Extreme weather conditions affect domestic food production and make navigating the landscape difficult. The UK relies extensively on global imports to meet consumer demand for fruit, vegetables, and seafood.

Looking ahead to the future of UK food production, the long-term decline in the UK’s natural capital is a potential problem for its production and, subsequently, availability of safe and sustainable food.

3. Supply chain resilience

Input costs for instrumental inputs in the food sector, such as energy and fertiliser, rose following Russia’s invasion of Ukraine in February 2022. Currently, labour shortages remain in the agri-food sector.

In 2022, UK farms were required to pay £2 billion for fertiliser costs, up from £1.5 billion in 2021, before decreasing to £1.4 billion in 2023. Prices signalled a far more volatile cost level than those displayed in the decade to 2020. Electricity and gas prices spiked between 2014 and 2020, doubling for electricity and almost tripling in gas from the middle of 2022.

In 2021, the UK saw a steep drop in import volumes of feed, food, and drink to the UK. However, these imports have increased marginally in the three years since then. The UK continues to be the UK’s largest external supplier.

The resilience of the UK’s food system is under threat. Weaknesses and points of failure within the food supply chain present risks to the industry’s resilience. Food businesses have demonstrated their robust nature and ability to recover from industry shocks.

Yet, despite this ability to bounce back, investment in the food industry remains below the levels seen before the cost disruption in 2022. On average, the total quarterly investment climbed by 5.7% in 2023 compared to 2022. However, it was 21% lower than the 2021 figures.

4. Household food security

The latest report’s results show that while most UK households remain food-secure, there are fewer food-secure households. Food secure households declined from 92% in the financial year ending (FYE) 2020 to 90% in FYE 2023.

Since 2021, the UK has witnessed increasing inflation levels in food and non-alcoholic beverages. Inflation for food and non-alcoholic drinks peaked in March 2023, reaching 19.2%. Overall inflation peaked in October 2022 at 9.6%.

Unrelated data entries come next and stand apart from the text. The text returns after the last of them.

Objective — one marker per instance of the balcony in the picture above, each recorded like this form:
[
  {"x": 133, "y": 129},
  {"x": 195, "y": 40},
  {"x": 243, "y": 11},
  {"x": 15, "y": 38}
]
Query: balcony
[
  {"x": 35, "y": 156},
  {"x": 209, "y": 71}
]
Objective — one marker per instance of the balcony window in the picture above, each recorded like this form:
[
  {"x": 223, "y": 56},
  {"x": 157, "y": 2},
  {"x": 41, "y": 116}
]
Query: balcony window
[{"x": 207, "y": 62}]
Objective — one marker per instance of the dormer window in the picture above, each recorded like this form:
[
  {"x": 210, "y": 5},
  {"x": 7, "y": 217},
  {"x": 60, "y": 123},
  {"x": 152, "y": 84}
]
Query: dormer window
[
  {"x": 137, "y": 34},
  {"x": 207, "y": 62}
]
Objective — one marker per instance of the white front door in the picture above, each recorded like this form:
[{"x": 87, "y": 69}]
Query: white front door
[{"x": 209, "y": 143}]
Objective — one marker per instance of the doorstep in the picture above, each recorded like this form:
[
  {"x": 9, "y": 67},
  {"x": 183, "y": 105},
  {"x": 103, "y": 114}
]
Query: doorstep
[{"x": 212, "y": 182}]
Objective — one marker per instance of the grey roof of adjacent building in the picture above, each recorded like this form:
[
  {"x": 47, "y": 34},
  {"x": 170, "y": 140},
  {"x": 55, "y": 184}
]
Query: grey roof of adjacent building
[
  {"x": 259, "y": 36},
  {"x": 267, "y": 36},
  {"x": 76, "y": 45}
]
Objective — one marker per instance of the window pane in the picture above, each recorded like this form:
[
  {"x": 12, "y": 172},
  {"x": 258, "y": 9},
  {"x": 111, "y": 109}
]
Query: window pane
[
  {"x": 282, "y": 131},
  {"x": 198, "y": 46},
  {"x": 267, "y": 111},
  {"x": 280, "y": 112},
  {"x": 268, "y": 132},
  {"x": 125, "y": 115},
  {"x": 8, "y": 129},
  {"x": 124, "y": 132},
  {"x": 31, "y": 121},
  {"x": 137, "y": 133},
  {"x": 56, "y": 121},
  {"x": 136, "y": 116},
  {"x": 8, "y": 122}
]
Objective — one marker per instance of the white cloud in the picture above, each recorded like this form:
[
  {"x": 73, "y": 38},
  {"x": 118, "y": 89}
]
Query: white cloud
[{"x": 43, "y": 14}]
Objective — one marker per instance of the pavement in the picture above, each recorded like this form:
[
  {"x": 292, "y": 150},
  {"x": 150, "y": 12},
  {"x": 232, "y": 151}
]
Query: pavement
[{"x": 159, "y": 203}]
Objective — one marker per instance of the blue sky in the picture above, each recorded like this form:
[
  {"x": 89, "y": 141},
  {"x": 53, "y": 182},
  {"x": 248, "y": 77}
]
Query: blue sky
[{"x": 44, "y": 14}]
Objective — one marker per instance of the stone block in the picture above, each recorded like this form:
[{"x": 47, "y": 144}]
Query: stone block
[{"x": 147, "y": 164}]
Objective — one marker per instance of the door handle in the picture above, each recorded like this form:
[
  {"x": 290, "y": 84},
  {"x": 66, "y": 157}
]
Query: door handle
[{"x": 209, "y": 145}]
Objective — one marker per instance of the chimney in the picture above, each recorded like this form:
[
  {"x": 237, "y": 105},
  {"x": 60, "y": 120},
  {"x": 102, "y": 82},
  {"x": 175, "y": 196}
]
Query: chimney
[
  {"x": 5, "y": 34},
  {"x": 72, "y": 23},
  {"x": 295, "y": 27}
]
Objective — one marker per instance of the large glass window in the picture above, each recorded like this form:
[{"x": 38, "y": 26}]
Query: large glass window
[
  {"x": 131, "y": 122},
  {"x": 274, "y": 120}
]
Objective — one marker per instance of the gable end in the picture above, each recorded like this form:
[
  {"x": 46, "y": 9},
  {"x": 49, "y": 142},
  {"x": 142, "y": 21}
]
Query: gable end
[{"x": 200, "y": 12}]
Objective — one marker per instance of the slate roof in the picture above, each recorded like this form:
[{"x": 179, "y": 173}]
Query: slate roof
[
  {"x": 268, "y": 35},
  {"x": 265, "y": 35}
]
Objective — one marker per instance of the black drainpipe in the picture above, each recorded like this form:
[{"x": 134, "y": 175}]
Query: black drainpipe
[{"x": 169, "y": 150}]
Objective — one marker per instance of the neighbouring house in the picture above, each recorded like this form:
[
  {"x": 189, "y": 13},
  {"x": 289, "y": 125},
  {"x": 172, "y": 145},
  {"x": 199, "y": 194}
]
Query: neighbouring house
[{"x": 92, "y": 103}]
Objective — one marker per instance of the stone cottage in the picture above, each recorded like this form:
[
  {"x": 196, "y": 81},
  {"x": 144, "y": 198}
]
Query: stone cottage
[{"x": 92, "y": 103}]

Data details that most consumers fail to meet governmental dietary recommendations, with consumers from lower-income groups less likely to meet recommendations than those from the highest-income groups.

Food insecurity rates differ depending on demographics, with notable variations in levels and experiences between different income groups. For example, in FYE 2023, 84% of households with disabled people were classified as food secure, whereas this number was 10% higher, at 94%, for households without disabled people.

According to laboratory reports – except for the COVID-19 pandemic period– the presence of pathogens that can cause foodborne gastrointestinal diseases remained relatively stable from 2019 to 2023. In addition, the proportional trends in foodborne disease outbreak surveillance data display these trends, too.

Business inspection data indicates an upward trend in food business hygiene compliance. However, there is currently a bottleneck in the inspection process, with more businesses than the UK would like to see still waiting on food inspections.